Marcelo Neujhar Agostini received his degree in Electrical Engineering
from Federal University of Santa Maria in 1996. He worked as a research
engineer at the same institution before starting postgraduate studies. He
obtained his D.Eng. degree in Electrical Engineering from the Federal
University of Santa Catarina in 2002. Currently he works at this university as
a researcher engineer. His general research interest are phasor measurements,
software engineering applied to Electric Power Systems, Object-Oriented
Modeling, Electric Power Systems Modeling, Electric Power Systems
Dynamics and High Performance Scientific Computing.
Sergio Luiz Zimath received his degree in Automation and Control
Engineering from Federal University of Santa Catarina in 1997. Since 1995,
he has been with Reason Technology where he was responsible for the
development of the Digital Fault Recorder model RPIV, GPS Based time
references among other products. Since 2005 he is in charge of the Research
Projects Department, involved in the study of new technologies.

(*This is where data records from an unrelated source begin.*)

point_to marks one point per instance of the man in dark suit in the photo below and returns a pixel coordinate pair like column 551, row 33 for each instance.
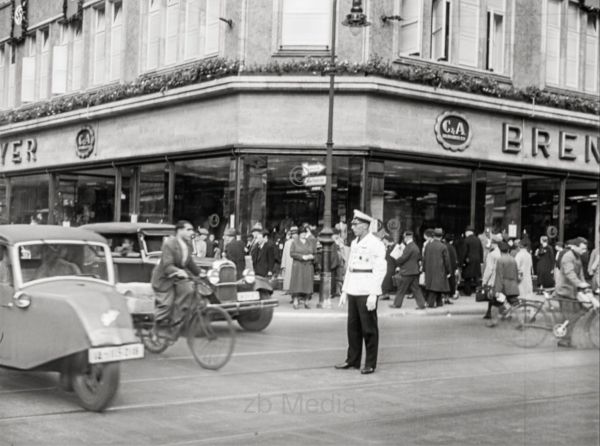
column 408, row 263
column 171, row 277
column 471, row 260
column 262, row 252
column 234, row 250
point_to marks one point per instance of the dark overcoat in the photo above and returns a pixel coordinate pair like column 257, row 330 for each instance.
column 507, row 276
column 302, row 270
column 472, row 257
column 436, row 264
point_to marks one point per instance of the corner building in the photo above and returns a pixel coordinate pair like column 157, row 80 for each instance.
column 249, row 146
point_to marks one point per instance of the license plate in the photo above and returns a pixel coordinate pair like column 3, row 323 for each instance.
column 120, row 353
column 244, row 296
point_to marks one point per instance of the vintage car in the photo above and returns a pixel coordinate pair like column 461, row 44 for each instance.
column 136, row 251
column 60, row 310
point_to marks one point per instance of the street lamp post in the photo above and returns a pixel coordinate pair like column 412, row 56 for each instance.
column 356, row 19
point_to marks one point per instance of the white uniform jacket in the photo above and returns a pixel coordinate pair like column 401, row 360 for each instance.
column 366, row 267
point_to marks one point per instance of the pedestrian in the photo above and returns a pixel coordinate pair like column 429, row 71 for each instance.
column 286, row 258
column 387, row 287
column 234, row 250
column 570, row 281
column 303, row 252
column 449, row 242
column 262, row 252
column 506, row 282
column 525, row 268
column 545, row 263
column 362, row 285
column 408, row 264
column 200, row 244
column 471, row 261
column 436, row 264
column 489, row 272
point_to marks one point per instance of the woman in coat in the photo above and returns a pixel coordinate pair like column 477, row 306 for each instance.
column 286, row 258
column 524, row 267
column 302, row 252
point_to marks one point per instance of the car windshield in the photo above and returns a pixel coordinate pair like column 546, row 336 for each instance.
column 42, row 260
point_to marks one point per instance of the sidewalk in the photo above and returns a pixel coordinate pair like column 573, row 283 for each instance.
column 462, row 306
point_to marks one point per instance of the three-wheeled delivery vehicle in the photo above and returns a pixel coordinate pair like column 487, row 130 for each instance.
column 60, row 310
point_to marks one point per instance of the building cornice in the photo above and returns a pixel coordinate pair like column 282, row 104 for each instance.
column 232, row 85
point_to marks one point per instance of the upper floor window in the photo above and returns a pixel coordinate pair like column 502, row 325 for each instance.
column 177, row 30
column 495, row 36
column 305, row 24
column 571, row 46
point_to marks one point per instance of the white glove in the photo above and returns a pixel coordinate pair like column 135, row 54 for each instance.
column 371, row 302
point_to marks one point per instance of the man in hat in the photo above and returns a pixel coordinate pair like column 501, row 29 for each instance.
column 234, row 250
column 489, row 272
column 200, row 245
column 570, row 280
column 362, row 284
column 436, row 264
column 171, row 277
column 408, row 263
column 471, row 260
column 262, row 252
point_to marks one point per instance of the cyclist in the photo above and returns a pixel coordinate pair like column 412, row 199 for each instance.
column 570, row 281
column 172, row 277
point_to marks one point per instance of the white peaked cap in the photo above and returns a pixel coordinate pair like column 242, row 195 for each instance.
column 364, row 218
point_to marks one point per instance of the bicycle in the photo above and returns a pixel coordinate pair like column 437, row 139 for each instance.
column 208, row 328
column 528, row 323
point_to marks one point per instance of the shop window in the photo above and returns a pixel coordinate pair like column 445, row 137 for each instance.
column 498, row 202
column 410, row 27
column 274, row 190
column 29, row 199
column 540, row 208
column 416, row 197
column 154, row 193
column 85, row 197
column 305, row 24
column 205, row 193
column 495, row 36
column 580, row 210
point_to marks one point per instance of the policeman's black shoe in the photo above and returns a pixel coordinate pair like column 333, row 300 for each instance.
column 345, row 366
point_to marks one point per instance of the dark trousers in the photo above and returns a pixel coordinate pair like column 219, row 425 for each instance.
column 362, row 325
column 409, row 283
column 173, row 304
column 434, row 298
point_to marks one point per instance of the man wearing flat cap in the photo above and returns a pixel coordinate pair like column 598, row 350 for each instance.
column 570, row 280
column 234, row 250
column 365, row 272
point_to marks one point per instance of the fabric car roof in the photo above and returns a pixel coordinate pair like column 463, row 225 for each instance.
column 12, row 234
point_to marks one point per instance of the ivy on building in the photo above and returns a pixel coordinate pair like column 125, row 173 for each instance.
column 218, row 68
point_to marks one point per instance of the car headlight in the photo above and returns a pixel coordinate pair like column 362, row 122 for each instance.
column 213, row 276
column 248, row 276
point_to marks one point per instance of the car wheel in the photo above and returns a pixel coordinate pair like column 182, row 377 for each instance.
column 96, row 385
column 256, row 320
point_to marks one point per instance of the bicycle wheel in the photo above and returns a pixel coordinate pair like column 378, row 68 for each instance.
column 525, row 325
column 593, row 327
column 211, row 337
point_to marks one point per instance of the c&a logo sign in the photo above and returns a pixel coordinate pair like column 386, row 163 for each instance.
column 453, row 132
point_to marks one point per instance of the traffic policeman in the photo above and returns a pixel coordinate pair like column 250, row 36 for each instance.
column 365, row 272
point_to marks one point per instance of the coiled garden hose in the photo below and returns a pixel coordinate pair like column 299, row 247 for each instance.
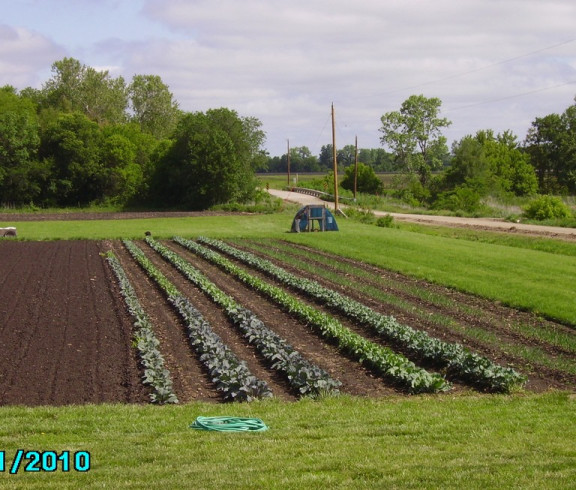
column 229, row 424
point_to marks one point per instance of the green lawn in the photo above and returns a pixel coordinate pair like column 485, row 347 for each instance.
column 418, row 442
column 519, row 441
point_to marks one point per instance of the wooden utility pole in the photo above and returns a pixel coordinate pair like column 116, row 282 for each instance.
column 335, row 161
column 356, row 169
column 288, row 161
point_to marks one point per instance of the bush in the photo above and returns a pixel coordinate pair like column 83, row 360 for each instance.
column 547, row 207
column 386, row 221
column 462, row 198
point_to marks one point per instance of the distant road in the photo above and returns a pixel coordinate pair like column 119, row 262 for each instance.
column 481, row 223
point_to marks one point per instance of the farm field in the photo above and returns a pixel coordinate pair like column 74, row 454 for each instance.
column 374, row 435
column 56, row 354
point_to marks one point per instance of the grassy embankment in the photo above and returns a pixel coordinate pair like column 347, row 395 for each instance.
column 515, row 441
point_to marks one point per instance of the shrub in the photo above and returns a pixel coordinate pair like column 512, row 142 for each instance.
column 386, row 221
column 547, row 207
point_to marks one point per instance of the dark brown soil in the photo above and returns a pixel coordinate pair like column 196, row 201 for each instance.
column 64, row 331
column 65, row 334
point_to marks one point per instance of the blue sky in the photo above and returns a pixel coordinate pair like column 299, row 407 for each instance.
column 495, row 64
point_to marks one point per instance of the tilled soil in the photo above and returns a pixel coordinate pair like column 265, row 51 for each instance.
column 66, row 336
column 64, row 330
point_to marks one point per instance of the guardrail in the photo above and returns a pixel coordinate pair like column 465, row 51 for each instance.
column 320, row 194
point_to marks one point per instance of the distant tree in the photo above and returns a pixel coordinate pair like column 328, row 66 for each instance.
column 72, row 146
column 414, row 134
column 153, row 105
column 210, row 162
column 346, row 156
column 21, row 175
column 326, row 157
column 551, row 144
column 366, row 181
column 490, row 164
column 75, row 87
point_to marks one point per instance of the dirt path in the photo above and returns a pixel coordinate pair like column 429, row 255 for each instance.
column 477, row 223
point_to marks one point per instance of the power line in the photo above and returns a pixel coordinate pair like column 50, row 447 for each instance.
column 511, row 96
column 474, row 70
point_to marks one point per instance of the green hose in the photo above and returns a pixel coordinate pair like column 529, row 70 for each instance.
column 229, row 424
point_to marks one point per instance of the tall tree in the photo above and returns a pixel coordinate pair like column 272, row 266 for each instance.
column 20, row 173
column 414, row 134
column 551, row 143
column 491, row 164
column 210, row 162
column 153, row 105
column 75, row 87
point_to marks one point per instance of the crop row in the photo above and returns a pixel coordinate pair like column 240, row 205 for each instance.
column 459, row 361
column 304, row 376
column 155, row 373
column 383, row 360
column 230, row 375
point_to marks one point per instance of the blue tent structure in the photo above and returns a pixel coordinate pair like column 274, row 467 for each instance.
column 314, row 217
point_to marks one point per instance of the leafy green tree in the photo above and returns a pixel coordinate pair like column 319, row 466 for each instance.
column 72, row 145
column 366, row 180
column 547, row 207
column 21, row 175
column 153, row 105
column 414, row 134
column 75, row 87
column 484, row 164
column 122, row 176
column 210, row 162
column 551, row 144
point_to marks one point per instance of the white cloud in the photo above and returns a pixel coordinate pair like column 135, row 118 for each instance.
column 286, row 62
column 24, row 55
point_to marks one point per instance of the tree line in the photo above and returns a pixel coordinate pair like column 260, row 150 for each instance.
column 86, row 137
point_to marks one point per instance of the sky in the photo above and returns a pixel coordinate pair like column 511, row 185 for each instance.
column 494, row 64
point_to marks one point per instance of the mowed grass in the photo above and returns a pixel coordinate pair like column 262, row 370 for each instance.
column 417, row 442
column 481, row 441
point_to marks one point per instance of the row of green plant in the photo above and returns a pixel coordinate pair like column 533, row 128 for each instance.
column 305, row 377
column 230, row 375
column 382, row 360
column 459, row 361
column 155, row 373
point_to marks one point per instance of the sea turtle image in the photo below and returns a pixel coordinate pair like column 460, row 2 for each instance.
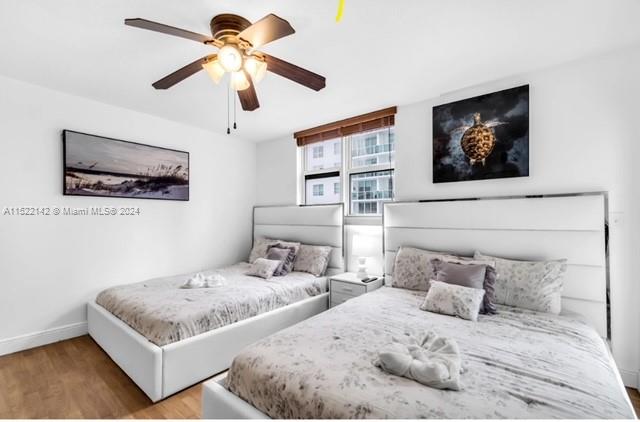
column 478, row 140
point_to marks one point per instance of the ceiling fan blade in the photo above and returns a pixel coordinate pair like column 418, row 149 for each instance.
column 248, row 97
column 182, row 73
column 267, row 29
column 295, row 73
column 166, row 29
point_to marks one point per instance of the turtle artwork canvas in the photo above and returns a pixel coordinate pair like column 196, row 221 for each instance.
column 484, row 137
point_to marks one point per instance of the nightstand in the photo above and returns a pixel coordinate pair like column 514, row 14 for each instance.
column 345, row 286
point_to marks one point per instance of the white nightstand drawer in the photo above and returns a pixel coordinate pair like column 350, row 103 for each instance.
column 344, row 288
column 338, row 298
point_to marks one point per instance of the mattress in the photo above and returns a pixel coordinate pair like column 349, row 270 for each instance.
column 517, row 364
column 164, row 313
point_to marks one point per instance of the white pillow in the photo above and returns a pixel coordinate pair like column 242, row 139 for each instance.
column 264, row 268
column 451, row 299
column 535, row 285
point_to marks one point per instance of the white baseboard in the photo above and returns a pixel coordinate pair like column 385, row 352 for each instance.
column 40, row 338
column 629, row 378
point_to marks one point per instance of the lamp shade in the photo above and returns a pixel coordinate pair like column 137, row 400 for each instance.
column 364, row 245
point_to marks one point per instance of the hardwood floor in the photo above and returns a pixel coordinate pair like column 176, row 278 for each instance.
column 76, row 379
column 634, row 395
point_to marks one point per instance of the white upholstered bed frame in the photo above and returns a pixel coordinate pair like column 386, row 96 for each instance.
column 163, row 371
column 541, row 227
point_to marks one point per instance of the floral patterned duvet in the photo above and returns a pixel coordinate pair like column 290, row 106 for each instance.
column 164, row 313
column 517, row 364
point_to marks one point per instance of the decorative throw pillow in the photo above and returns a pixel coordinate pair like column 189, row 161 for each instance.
column 535, row 285
column 294, row 247
column 451, row 299
column 279, row 254
column 260, row 248
column 263, row 268
column 412, row 269
column 452, row 271
column 313, row 259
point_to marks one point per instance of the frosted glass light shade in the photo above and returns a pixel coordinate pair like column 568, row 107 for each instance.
column 255, row 68
column 239, row 81
column 215, row 70
column 230, row 58
column 364, row 246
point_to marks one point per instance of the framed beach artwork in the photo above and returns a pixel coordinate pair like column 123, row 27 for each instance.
column 484, row 137
column 99, row 166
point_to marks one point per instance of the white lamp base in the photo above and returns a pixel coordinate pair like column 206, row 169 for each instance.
column 362, row 268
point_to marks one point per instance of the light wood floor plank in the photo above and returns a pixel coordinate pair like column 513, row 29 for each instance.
column 76, row 379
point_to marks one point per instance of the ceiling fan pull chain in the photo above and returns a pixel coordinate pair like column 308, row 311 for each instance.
column 228, row 106
column 235, row 126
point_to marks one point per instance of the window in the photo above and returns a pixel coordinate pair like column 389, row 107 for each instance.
column 373, row 148
column 369, row 190
column 315, row 190
column 322, row 169
column 367, row 171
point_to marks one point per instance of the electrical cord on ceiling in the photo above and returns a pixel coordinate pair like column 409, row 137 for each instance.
column 235, row 126
column 228, row 107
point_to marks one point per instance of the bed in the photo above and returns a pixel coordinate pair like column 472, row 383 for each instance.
column 518, row 363
column 136, row 324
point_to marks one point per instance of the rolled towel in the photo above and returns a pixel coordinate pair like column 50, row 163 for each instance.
column 215, row 280
column 430, row 360
column 197, row 281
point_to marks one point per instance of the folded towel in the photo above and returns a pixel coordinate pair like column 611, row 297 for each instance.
column 428, row 359
column 199, row 281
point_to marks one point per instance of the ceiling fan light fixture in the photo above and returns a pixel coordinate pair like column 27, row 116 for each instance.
column 215, row 70
column 255, row 68
column 239, row 81
column 230, row 58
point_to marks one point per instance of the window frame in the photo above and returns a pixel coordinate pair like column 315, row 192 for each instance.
column 344, row 172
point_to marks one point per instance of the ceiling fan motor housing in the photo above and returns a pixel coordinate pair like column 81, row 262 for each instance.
column 228, row 25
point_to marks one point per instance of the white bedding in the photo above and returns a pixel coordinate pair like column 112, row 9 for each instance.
column 164, row 313
column 517, row 364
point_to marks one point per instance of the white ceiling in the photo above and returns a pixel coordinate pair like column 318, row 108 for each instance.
column 383, row 52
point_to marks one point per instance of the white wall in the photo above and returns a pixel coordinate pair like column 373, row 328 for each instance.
column 276, row 183
column 50, row 266
column 584, row 136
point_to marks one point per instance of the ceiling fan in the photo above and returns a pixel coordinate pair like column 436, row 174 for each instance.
column 237, row 41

Aguinaldo Silveira e Silva received his degree in Electrical Engineering from
Federal University of Parana in 1977, and the M.Sc. and Ph.D degrees in
Electrical Engineering from Federal University of Santa Catarina, in 1982 and
UMIST, UK, in 1990, respectively. Since 1980, he has been with Federal
University of Santa Catarina. His main research interests are in the area of
power systems dynamics and control applications.